After huge investment, TotalEnergies 'ditching' SA offshore gas finds for Namibia coast

Our neighbours Namibia and Mozambique win with more policy certainty, says Wits Business School's Lumkile Mondi on The Money Show.

After huge investment, TotalEnergies 'ditching' SA offshore gas finds for Namibia coast

TotalEnergies gas platform. Image: Facebook

Growing concern is being reported about the future of domestic investment by foreign oil companies, with the blame squarely placed on government.

Bloomberg News reports that TotalEnergies plans to exit its discoveries of gas-condensate offshore South Africa to prioritise exploration in other areas closer to Namibia, 'according to people familiar with the matter'.

The French oil giant has invested a reported  $400 million since discovering the first of two large mainly gas finds in Block 11B/12B offshore the southern coast in 2019.

Ray White gets some context from Lumkile Mondi, senior lecturer at Wits Business School.

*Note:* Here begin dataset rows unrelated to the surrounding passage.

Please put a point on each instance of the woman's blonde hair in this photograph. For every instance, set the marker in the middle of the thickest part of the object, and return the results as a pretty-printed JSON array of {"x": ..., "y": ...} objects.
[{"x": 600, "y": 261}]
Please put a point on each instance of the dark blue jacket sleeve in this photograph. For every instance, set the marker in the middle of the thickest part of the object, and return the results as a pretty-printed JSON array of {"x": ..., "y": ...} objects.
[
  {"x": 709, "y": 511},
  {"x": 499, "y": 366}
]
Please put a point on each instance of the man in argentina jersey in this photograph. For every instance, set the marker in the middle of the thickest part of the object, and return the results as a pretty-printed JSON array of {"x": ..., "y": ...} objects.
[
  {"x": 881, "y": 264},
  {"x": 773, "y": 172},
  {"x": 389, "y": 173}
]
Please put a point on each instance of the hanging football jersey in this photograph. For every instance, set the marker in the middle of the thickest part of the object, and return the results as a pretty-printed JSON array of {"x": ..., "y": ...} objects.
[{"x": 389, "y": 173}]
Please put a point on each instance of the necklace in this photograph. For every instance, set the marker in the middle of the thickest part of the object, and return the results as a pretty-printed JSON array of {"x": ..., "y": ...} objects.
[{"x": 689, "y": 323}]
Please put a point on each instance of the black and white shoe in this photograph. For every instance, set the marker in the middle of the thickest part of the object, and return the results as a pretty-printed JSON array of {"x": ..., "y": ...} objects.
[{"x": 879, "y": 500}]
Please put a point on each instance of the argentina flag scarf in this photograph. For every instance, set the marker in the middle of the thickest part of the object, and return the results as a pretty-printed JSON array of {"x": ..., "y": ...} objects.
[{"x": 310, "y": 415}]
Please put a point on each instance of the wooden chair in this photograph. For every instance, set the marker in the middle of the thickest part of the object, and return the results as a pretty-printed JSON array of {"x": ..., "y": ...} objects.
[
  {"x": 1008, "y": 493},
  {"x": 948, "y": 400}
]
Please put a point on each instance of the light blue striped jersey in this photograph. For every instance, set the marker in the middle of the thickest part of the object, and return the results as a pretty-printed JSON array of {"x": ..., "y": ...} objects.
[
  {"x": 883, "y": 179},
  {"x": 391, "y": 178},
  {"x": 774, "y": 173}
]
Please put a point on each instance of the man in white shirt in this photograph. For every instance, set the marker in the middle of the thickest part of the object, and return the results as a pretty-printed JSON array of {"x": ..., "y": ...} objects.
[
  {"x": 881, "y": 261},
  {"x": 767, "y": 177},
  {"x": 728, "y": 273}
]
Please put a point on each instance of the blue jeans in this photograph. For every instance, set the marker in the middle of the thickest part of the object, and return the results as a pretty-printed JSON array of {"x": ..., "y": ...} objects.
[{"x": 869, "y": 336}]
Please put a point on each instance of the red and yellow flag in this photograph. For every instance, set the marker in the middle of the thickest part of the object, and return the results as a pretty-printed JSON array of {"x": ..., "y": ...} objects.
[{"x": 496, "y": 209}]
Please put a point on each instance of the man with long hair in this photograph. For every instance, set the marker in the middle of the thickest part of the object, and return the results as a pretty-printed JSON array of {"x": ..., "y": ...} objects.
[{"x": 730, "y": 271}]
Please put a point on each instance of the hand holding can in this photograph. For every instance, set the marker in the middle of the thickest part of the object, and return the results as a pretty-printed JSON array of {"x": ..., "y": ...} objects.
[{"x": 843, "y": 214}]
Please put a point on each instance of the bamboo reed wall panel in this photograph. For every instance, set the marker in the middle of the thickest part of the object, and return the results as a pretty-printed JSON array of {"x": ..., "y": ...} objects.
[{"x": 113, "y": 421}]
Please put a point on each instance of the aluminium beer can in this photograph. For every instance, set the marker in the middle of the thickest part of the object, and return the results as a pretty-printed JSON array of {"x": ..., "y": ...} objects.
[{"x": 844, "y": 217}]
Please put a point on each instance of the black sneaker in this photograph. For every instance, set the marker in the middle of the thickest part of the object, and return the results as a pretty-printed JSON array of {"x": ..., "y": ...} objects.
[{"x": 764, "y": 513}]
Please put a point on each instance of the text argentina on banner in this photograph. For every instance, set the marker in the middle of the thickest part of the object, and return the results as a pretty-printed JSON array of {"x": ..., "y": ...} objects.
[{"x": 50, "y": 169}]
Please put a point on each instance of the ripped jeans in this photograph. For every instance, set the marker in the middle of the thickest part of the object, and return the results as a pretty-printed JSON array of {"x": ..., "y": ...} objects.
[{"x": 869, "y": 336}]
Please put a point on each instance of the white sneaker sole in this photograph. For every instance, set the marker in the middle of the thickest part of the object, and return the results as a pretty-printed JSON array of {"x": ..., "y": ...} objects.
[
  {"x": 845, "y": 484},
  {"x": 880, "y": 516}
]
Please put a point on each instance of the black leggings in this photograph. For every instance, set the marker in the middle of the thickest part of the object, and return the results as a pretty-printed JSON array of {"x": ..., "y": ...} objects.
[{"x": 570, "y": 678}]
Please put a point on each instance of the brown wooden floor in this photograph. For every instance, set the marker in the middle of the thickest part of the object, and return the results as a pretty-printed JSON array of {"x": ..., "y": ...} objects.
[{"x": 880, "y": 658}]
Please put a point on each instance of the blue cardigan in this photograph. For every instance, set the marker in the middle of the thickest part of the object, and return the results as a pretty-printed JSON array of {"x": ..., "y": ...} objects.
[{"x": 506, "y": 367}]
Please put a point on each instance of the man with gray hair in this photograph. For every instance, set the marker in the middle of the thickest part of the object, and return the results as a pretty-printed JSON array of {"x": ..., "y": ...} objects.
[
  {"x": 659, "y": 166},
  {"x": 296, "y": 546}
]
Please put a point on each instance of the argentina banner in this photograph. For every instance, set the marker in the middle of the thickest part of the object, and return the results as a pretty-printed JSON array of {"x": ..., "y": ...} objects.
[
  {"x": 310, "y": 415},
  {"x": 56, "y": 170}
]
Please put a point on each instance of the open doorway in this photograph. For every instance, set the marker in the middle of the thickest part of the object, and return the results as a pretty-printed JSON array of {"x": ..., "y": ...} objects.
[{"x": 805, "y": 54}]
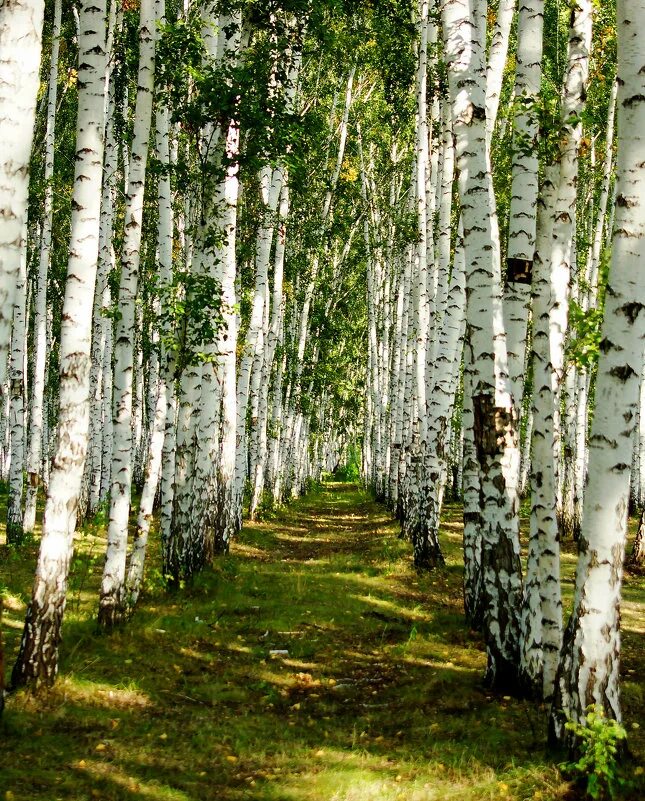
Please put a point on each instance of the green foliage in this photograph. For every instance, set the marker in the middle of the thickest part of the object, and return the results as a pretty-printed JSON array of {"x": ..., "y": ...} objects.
[
  {"x": 585, "y": 334},
  {"x": 599, "y": 741},
  {"x": 351, "y": 469}
]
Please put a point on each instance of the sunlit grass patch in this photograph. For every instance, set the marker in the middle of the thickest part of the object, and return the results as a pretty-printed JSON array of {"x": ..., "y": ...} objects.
[{"x": 312, "y": 664}]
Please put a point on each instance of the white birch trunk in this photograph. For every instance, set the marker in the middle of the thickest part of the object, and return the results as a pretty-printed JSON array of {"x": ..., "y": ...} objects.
[
  {"x": 494, "y": 422},
  {"x": 17, "y": 406},
  {"x": 112, "y": 595},
  {"x": 21, "y": 24},
  {"x": 34, "y": 456},
  {"x": 38, "y": 657},
  {"x": 589, "y": 666}
]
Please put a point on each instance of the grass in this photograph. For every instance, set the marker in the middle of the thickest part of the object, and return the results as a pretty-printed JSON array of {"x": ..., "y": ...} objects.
[{"x": 377, "y": 698}]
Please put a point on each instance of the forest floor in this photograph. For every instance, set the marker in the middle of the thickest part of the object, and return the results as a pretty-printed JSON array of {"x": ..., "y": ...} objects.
[{"x": 312, "y": 664}]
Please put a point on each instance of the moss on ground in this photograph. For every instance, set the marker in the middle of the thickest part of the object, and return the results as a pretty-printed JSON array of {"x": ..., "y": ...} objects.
[{"x": 377, "y": 697}]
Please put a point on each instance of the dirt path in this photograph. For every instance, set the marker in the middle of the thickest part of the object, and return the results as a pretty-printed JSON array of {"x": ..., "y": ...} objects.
[{"x": 312, "y": 664}]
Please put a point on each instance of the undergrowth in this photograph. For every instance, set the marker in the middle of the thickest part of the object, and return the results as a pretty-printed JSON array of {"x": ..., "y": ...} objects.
[{"x": 312, "y": 664}]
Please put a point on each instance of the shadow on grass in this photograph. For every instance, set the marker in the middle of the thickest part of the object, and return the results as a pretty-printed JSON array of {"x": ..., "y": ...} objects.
[{"x": 374, "y": 692}]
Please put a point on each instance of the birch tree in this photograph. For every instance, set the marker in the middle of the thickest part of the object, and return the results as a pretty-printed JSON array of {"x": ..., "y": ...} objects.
[
  {"x": 588, "y": 671},
  {"x": 37, "y": 661},
  {"x": 21, "y": 25}
]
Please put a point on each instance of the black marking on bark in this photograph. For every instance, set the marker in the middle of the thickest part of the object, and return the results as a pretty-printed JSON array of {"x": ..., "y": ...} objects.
[
  {"x": 519, "y": 271},
  {"x": 623, "y": 373},
  {"x": 632, "y": 310},
  {"x": 493, "y": 427}
]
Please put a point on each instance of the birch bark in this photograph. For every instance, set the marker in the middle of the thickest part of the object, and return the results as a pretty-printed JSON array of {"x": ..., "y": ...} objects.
[
  {"x": 112, "y": 596},
  {"x": 21, "y": 25},
  {"x": 589, "y": 665},
  {"x": 37, "y": 661}
]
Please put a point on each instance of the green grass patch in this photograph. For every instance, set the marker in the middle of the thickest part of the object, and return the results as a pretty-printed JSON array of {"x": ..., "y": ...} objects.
[{"x": 377, "y": 698}]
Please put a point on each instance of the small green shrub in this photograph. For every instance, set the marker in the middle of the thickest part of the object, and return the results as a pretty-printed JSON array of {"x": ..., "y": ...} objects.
[{"x": 598, "y": 744}]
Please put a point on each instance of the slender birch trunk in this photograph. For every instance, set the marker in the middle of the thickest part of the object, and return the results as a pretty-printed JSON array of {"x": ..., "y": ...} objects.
[
  {"x": 17, "y": 406},
  {"x": 37, "y": 661},
  {"x": 589, "y": 664},
  {"x": 112, "y": 596},
  {"x": 21, "y": 25},
  {"x": 34, "y": 456},
  {"x": 494, "y": 422}
]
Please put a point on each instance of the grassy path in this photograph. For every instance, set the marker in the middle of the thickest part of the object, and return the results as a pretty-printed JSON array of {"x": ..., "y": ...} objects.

Mondi notes that the southern African region is richly stocked with fossil resources, citing Namibia and the Rovuma project off Mozambique, where there has also been massive international investment.

In these neighbouring countries of ours, he says, governments have ensured that their resources can be exploited at a lower cost.

Even more importantly, he adds, decision making there is more straightforward.

"In comparison, South Africa has just struggled to reach policy certainty... It's costly to exploit these resources... in an environment of policy uncertainty, therefore you go to an environment that's easier."
"It's a huge concern for us that as long as SA continues to have policy uncertainty and long processes of consultation and various requirements related to black economic empowerment in a capital intensive industry, we're going to miss the boat."
"I think countries around us that are highly competitive like Namibia and Mozambique, are going to eat us alive."
Lumkile Mondi,Senior Lecturer - Wits Business School

At the same time, considering how far our neighbours have advanced along this road, it would probably be a lot more efficient for South Africa to just work with them in terms of gas requirements, he says.